Estebán Blanco

Personal information
- Full name: Estebán Blanco Uhlenhaut
- National team: Costa Rica
- Born: 16 December 1981 (age 44) San José, Costa Rica
- Height: 1.83 m (6 ft 0 in)
- Weight: 75 kg (165 lb)

Sport
- Sport: Swimming
- Strokes: Freestyle

= Estebán Blanco =

Costa Rican swimmer (born 1981)

Estebán Blanco Uhlenhaut (born 16 December 1981) is a Costa Rican former swimmer, who specialized in sprint freestyle events. Blanco represented Costa Rica at the 2000 Summer Olympics. He currently holds a national record in the 50 m freestyle that stood for more than a decade.

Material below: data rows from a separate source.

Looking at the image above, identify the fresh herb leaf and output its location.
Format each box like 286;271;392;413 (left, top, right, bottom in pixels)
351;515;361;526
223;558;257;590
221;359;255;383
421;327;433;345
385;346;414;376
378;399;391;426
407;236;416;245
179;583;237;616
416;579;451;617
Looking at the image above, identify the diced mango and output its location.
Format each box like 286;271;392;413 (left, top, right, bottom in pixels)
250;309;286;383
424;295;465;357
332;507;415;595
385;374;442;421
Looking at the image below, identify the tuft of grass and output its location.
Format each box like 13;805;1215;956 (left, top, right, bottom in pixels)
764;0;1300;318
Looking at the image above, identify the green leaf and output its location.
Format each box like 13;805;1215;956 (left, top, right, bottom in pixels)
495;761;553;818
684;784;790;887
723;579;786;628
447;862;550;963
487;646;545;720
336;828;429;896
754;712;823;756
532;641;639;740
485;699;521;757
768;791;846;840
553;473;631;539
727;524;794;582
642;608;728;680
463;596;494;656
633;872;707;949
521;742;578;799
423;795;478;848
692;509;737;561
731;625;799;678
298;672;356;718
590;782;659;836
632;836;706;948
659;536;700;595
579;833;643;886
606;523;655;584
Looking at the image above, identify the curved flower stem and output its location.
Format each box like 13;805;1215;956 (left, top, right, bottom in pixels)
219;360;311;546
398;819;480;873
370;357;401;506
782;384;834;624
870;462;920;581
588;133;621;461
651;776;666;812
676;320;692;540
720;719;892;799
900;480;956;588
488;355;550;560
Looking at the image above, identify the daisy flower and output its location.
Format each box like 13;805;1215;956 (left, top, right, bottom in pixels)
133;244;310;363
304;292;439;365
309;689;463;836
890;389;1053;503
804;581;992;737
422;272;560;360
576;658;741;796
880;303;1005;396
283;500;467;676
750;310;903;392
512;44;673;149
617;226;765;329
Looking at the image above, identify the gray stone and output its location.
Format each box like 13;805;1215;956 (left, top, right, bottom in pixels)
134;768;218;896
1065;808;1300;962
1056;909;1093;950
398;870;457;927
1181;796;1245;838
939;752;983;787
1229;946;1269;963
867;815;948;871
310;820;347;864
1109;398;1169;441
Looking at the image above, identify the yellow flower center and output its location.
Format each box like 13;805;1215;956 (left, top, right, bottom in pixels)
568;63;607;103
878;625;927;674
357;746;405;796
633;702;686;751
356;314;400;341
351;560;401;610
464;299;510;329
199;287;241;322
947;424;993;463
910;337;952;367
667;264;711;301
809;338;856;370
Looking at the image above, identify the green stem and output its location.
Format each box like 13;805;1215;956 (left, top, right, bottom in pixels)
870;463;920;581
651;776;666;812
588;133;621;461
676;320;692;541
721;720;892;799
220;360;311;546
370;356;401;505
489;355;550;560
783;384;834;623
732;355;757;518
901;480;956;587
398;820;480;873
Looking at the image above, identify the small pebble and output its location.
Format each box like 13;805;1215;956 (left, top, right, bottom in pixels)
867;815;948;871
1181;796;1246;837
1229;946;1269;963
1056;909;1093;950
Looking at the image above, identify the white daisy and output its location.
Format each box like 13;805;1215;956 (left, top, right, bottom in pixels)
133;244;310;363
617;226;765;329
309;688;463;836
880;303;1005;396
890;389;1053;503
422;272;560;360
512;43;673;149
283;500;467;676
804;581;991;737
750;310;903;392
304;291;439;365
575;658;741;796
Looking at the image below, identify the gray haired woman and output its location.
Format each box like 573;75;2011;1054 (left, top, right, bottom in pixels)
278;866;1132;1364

Blanco competed only in the men's 50 m freestyle at the 2000 Summer Olympics in Sydney. He achieved a FINA B-standard entry time of 23.87 from the Central American and Mexican Championships in his hometown San José. Swimming in heat three, Blanco powered past the entire field to a top seed in a new Costa Rican record of 23.72. However, Blanco's blistering triumph was not enough to put him through to the semifinals, as he placed forty-fifth overall out of 80 swimmers in the prelims.